Mississippi is one of 35 states that require a certificate of need for healthcare providers. They must receive approval from the state Department of Health to build a new facility, add beds or diagnostic equipment to an existing facility, or even when a capital project goes over budget.
Every major attempt at reform in the past four years for Mississippi’s certificate of need program has failed. Former state Rep. Mark Baker (R-Brandon) tried three times to completely eliminate the state’s CON regime in 2015, 2016 and 2017 and all three bills died in committee without a floor vote.
Former state Rep. Robert Foster (R-Hernando) also filed a reform bill in 2016 that would’ve removed most health care services and equipment from CON oversight. It also failed in committee.
The only CON reform passed by the legislature and signed into law in the last four years was a bill authored by state Sen. Josh Harkins (R-Flowood) that revised the time requirements and required public notices be issued before CON approval.
CONs originated from the National Health Planning and Resources Development Act of 1974 that was signed into law by then-President Gerald Ford.

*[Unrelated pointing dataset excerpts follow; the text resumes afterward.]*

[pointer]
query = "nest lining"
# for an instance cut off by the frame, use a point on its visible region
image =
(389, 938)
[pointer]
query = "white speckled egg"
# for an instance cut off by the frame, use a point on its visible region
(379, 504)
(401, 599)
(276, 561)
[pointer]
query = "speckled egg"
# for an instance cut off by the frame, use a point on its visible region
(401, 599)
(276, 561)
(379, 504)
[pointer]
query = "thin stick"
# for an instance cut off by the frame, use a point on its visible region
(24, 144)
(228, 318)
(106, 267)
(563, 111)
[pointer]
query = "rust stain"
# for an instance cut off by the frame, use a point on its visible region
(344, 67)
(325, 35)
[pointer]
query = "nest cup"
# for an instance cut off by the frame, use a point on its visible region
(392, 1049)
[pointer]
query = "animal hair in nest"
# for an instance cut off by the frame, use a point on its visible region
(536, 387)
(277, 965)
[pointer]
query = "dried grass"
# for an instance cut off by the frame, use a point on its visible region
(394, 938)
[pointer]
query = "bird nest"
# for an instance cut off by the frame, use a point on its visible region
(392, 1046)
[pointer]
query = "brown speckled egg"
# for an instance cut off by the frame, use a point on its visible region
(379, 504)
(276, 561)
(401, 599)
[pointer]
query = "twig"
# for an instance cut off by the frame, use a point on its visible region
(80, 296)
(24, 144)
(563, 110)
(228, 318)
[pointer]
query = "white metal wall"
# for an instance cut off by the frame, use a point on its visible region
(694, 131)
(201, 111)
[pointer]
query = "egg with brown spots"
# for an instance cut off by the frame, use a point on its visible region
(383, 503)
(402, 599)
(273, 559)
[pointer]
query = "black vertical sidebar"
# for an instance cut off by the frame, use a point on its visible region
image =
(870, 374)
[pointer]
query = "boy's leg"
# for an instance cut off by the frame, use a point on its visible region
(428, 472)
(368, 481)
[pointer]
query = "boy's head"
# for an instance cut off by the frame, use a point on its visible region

The goal was to curtail constant increases in federal health care spending by inexplicably regulating the number and services rendered by providers.
One of the cost control measures was to require states to institute CON laws to regulate health care facilities, with Mississippi passing its CON law in 1979.
The CON program in Mississippi regulates:
- Hospital beds
- Nursing home beds
- Inpatient psychiatric beds for children
- Chemical dependency beds
- Home health services
The way the process works is a provider submits an application for a new CON or an amendment to an existing CON. Officials use a document called the State Health Plan to determine whether to authorize the CON.
This state health plan determines the health care needs of the state’s population, a classic case of central planning.
Where the CON hurts most is rural hospitals. According to a national report of rural hospitals, 31 of Mississippi’s 64 rural hospitals are at high financial risk. Nationally, 21 percent are listed in danger of closing their doors.
Scholars at the free-market Mercatus Center at George Mason University found that patients were more likely in states with a CON regime to have to travel outside their county for care. Using 25 years of data and controlling for factors that might influence the numbers of hospitals, states with CONs have 30 percent fewer rural hospitals per 100,000 residents.
Eliminating the CON could also reduce healthcare costs, according to some research.
A 2016 study by the federal National Institutes of Health showed that Medicaid and Medicare spending per enrollee in nursing homes declined in all states during the study, but the rate of decline was higher in states without CON policies.
The study examined Medicare and Medicaid spending on nursing homes and home health care in 44 states that didn’t change their CON laws from 1992 to 2009.